Gdy już nie miała sił, a lód wydawał się płytą grobową — ktoś ją wyciągnął. To był Witold. Nowy uczeń, niedawno przeniesiony z Poznania. Przystojny, mądry, opanowany. Dziewczyny za nim szalały. A on — wyciągnął rękę do Marzanny.

— Chodź. Zamarzniesz. Moja mama jest lekarzem, pomoże ci.
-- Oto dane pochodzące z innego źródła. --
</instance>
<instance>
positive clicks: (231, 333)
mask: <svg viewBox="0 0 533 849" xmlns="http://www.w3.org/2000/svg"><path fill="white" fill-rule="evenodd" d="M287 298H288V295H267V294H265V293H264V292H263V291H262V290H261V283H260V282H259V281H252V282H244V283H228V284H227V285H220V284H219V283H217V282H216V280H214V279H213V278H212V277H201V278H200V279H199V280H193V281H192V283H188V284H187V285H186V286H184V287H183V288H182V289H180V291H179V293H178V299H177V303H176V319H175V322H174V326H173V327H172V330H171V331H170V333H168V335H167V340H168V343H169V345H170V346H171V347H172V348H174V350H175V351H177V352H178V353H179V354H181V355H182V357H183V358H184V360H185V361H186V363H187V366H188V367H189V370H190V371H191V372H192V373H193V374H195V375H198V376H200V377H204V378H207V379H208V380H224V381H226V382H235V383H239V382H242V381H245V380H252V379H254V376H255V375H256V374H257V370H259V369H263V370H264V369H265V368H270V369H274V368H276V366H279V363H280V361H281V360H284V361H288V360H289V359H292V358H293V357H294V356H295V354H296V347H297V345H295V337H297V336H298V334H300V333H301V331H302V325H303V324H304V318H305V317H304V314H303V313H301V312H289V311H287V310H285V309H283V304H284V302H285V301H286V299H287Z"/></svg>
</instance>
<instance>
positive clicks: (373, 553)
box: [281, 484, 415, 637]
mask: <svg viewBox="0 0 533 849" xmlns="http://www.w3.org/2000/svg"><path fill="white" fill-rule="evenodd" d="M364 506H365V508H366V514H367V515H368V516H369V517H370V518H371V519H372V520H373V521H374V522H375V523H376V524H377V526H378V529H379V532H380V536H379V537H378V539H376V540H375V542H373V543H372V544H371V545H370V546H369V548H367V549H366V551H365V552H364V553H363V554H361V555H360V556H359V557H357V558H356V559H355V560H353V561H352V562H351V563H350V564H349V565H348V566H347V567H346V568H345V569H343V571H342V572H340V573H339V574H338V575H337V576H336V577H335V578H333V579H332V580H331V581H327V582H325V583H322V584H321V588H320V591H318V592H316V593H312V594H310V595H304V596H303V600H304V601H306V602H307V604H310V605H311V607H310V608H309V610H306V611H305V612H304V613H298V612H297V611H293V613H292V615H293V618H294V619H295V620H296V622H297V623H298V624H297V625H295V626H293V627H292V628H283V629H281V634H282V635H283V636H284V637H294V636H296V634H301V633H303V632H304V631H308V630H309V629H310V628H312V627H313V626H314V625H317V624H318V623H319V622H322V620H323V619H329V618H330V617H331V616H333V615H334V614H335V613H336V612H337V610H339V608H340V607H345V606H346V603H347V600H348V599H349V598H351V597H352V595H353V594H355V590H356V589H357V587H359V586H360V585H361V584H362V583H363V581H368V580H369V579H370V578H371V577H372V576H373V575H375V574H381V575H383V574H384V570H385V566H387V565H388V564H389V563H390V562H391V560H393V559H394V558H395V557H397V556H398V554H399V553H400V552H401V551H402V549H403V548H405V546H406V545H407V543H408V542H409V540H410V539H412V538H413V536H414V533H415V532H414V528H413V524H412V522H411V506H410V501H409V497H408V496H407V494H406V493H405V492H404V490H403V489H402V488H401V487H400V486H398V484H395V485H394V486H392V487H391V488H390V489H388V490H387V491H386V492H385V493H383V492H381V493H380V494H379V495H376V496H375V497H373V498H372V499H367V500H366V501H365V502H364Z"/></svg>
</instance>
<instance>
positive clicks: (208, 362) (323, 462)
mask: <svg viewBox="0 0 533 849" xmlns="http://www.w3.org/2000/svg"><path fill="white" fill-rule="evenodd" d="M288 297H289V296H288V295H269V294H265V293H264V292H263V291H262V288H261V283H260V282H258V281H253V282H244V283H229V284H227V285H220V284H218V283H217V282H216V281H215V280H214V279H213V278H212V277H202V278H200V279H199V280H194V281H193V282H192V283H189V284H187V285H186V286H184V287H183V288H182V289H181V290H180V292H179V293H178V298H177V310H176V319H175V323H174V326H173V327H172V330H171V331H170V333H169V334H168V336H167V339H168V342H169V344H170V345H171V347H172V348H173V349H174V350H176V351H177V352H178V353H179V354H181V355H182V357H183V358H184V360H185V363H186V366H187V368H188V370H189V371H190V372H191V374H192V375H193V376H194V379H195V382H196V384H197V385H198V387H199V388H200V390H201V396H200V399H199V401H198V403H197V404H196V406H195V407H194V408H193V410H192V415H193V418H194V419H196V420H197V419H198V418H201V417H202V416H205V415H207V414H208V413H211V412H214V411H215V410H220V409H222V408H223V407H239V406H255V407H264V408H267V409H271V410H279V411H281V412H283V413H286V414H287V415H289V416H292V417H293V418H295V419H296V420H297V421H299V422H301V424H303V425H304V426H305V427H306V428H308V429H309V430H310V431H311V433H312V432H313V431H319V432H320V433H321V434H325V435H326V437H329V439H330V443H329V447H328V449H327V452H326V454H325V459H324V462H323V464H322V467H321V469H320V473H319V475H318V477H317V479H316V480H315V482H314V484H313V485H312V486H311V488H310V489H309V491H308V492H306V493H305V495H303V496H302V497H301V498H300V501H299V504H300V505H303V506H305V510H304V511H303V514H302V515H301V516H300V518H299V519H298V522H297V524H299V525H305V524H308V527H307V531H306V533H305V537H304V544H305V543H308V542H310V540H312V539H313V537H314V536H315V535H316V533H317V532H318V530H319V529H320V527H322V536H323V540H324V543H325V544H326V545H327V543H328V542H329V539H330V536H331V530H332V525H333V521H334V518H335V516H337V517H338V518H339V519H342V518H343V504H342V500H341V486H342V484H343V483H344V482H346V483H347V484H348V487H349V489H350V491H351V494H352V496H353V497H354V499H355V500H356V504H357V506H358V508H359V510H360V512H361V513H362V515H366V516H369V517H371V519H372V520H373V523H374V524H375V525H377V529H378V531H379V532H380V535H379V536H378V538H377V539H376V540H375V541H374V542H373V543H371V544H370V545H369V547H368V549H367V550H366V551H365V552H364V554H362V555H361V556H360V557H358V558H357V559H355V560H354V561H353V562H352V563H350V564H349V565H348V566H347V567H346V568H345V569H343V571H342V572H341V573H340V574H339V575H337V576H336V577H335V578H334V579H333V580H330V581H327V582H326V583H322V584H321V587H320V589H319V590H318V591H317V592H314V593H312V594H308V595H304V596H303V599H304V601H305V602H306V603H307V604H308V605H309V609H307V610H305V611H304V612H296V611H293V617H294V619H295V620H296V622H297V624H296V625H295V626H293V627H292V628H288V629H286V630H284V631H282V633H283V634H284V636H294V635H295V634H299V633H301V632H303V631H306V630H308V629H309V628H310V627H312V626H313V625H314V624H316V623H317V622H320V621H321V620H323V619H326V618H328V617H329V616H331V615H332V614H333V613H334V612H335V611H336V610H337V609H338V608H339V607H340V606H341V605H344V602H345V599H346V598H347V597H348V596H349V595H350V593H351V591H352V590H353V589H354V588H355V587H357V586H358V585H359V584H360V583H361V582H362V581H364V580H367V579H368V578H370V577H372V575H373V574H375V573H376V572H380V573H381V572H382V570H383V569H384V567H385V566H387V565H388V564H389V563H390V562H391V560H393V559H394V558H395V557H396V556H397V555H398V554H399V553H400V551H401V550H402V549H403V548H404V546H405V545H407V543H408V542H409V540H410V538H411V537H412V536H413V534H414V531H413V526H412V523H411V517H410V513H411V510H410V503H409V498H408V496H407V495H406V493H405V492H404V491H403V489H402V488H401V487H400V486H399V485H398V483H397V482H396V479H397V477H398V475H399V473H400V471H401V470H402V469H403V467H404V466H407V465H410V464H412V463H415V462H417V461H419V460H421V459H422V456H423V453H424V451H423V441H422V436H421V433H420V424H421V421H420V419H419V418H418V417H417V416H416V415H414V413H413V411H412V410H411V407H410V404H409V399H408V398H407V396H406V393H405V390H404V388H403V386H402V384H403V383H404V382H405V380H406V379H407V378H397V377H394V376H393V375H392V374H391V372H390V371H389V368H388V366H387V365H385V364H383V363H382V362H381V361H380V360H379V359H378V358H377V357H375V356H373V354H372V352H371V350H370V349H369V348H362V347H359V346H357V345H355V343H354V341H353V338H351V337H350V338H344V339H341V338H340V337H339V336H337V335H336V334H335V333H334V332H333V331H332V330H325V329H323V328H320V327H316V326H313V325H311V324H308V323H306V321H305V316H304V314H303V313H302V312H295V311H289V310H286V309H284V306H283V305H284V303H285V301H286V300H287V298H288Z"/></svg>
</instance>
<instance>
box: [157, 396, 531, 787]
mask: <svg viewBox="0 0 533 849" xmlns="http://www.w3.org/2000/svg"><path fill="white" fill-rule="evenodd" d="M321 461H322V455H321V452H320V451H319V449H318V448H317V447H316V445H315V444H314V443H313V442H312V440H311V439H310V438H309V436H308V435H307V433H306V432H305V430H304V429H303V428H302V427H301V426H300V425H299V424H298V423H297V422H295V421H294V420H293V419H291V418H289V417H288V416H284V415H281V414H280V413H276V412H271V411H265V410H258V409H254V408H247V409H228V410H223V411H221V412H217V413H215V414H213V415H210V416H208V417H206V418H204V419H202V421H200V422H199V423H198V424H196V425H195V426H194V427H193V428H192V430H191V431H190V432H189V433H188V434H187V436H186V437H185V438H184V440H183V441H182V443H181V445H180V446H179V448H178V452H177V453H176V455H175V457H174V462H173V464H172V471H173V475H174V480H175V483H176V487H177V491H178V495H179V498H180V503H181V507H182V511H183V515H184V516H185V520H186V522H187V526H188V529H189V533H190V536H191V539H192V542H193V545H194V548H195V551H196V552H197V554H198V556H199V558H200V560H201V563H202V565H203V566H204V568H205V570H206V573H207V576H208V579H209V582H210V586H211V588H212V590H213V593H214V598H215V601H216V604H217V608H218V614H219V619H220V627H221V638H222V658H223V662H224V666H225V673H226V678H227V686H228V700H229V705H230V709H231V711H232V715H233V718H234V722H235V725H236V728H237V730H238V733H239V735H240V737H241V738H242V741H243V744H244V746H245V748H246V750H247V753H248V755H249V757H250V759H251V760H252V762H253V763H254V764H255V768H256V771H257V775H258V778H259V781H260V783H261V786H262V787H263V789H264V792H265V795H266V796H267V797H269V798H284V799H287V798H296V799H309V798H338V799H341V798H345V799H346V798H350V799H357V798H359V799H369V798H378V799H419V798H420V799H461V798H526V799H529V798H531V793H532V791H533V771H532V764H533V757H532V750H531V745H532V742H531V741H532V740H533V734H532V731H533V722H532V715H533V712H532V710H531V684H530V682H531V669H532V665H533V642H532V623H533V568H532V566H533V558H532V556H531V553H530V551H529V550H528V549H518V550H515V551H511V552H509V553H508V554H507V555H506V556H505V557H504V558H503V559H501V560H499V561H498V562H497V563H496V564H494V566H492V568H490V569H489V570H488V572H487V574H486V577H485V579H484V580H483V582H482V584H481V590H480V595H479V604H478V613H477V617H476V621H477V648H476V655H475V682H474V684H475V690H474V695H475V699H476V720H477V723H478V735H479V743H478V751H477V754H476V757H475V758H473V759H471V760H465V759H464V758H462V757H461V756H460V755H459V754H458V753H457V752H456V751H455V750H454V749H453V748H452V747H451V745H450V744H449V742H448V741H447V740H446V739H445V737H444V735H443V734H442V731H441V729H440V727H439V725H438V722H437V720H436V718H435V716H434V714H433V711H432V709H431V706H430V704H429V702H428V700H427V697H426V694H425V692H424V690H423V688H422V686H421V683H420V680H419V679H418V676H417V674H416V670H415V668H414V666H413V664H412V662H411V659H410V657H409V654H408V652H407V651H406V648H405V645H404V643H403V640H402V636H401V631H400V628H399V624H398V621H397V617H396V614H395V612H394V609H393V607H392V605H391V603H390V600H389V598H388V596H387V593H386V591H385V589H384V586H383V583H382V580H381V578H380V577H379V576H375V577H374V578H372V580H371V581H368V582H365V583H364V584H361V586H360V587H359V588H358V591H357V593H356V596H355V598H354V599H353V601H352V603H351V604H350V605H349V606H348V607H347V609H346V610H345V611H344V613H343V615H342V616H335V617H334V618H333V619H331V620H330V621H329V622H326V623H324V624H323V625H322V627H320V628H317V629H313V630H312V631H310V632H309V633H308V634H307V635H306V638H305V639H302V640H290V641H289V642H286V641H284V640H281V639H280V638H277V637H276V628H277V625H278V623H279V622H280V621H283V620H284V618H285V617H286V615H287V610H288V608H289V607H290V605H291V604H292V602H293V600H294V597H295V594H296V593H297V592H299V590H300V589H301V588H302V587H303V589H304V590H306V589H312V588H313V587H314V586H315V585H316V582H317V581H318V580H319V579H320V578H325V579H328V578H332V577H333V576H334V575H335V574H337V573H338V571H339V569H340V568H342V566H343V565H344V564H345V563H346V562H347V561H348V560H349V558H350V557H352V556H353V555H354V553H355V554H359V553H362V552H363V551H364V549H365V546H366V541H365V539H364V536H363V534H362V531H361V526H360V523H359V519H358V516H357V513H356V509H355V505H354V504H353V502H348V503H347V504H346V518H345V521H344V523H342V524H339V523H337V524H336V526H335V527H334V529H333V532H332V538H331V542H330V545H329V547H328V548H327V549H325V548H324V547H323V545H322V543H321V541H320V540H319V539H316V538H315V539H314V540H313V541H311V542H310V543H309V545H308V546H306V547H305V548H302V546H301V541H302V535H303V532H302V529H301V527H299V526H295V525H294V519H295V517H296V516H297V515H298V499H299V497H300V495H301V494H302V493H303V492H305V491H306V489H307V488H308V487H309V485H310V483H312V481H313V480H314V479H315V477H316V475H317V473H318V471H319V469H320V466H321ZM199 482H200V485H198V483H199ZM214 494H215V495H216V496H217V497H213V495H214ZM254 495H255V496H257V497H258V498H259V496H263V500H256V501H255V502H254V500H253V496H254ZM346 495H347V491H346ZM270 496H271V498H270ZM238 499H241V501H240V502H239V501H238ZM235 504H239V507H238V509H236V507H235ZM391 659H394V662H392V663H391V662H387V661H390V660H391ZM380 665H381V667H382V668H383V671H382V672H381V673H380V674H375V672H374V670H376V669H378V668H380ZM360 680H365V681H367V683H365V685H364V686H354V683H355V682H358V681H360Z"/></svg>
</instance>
Zabrał też psa. Oboje zostali przygarnięci. A następnego dnia wszedł do klasy razem z Marzanną. Regina rzuciła się do niego:

— Serio?! Ona jest nędzarką!

— Nędzna może być tylko dusza — odpowiedział spokojnie. — Jej nie ukryjesz za ubraniem ani makijażem. Im bardziej chcesz ją schować, tym bardziej widać.

Regina zbladła i uciekła. W klasie zapadła cisza. A Marzanna po raz pierwszy poczuła, iż nie jest sama. Miała teraz przyjaciela. I psa Burego, którego uratowała. A przede wszystkim — szansę. Szansę na nowe życie.